А она смотрела на него все так же прямо, открыто, и та же искорка проблескивала в ее глазах.
Еще глубже Григорий втянул голову в воротник. И заговорил, боясь поднять глаза:
– Ты знаешь, я к тебе всегда по-хорошему. И сейчас вот… зову – пойдем ко мне… Заживем – на зависть всем…

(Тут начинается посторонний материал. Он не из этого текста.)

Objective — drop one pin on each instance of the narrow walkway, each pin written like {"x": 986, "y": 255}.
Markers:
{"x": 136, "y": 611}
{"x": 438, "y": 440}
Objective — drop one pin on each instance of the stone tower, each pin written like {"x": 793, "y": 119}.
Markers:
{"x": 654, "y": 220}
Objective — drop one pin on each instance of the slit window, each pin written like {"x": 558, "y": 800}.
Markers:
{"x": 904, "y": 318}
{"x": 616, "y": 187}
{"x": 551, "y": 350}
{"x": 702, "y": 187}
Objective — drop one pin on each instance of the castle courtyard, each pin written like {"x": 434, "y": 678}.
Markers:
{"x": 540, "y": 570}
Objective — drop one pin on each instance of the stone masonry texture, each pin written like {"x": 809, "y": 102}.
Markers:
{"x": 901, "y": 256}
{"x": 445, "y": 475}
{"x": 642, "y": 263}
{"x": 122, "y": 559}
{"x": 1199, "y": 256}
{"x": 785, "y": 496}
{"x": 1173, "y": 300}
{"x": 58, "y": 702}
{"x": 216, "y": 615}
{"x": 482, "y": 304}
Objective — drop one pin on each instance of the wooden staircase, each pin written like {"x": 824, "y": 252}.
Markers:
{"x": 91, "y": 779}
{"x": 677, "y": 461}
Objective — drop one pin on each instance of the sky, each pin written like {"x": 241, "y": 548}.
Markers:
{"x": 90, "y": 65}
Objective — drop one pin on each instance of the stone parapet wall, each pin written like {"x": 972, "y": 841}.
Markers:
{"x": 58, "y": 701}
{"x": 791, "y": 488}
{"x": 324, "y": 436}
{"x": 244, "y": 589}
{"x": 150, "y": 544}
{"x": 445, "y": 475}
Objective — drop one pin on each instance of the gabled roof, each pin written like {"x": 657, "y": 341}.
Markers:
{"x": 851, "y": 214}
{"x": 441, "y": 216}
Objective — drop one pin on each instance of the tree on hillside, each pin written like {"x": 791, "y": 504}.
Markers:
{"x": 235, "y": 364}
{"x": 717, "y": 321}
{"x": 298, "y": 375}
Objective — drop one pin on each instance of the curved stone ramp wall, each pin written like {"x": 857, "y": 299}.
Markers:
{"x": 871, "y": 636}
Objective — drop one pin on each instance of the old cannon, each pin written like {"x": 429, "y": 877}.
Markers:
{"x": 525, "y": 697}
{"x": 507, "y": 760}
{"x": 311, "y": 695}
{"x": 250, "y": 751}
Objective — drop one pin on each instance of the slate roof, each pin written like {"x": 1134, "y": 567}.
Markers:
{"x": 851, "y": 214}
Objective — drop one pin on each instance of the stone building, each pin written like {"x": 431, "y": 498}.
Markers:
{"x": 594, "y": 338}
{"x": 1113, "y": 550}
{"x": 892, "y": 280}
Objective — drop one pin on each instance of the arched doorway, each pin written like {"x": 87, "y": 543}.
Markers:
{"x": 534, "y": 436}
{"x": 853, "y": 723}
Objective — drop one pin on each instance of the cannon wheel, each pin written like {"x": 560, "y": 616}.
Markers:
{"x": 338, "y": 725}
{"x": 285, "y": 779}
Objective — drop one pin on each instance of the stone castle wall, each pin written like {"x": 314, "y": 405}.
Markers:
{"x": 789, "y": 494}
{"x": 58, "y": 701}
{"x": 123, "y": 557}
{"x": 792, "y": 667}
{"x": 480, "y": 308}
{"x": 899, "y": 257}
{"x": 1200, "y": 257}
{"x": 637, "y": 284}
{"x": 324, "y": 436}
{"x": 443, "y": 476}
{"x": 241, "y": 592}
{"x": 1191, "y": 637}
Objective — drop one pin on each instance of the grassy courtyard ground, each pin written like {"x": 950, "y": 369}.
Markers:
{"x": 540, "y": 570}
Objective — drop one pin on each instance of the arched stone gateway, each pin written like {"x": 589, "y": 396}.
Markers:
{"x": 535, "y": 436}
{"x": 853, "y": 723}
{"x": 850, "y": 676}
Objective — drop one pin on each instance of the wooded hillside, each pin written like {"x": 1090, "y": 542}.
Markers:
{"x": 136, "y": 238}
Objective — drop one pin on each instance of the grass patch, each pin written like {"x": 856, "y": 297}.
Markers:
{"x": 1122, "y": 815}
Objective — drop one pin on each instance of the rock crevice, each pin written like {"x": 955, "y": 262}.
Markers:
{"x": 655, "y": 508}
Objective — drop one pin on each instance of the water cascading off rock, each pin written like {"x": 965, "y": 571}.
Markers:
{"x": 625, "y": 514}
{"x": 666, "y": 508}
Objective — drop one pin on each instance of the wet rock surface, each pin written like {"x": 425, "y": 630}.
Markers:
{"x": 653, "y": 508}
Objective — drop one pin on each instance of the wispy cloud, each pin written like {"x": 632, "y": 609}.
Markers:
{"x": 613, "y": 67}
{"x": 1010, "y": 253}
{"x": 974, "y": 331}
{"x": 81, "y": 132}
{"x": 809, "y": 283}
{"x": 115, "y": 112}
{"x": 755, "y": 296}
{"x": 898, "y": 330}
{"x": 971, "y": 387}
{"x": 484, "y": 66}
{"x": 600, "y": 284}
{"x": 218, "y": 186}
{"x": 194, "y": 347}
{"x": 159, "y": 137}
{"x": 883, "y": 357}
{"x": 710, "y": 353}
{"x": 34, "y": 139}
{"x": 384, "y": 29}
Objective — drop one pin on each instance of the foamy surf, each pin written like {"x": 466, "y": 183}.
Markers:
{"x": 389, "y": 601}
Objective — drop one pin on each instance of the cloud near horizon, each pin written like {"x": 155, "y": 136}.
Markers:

– Ну?.. Как картинку оденешь? – насмешливо спросила Дуняшка.
– Что ж… и одену.
– И на руках носить будешь?
– Буду, – тихо сказал Григорий, голос его дрожал. – Смейся, ладно… не понимаю, что ли? А… буду… – Неожиданно Григорий подступил к ней вплотную, схватил за руку и зашептал: – Ты пойми только, жизнь у тебя впереди… И у меня! Ты одна осталась – куда податься? Андрея нет. Помер, может, где… А и придет – что тебе за жизнь? Что тебе в нем? Согнет вас нужда обоих.
Но Дуняшка уже сильно отталкивала его обеими руками, отталкивала молча, крепко сжав побледневшие губы.
– Ну и толкай, ну, ударь меня. Бей!.. Хочешь, на колени стану перед тобой, – быстро говорил Григорий, цепляясь за ее старенькое пальтишко. Громко, с булькающим звуком проглотил слюну и, замолчав, впервые поднял влажные глаза на Дуняшку. Верхняя губа его, на которой пробивались редковатые рыжие волосы, подрагивала. – Я, неприглядный из себя, знаю… Тем пуще беречь тебя буду… И… вот…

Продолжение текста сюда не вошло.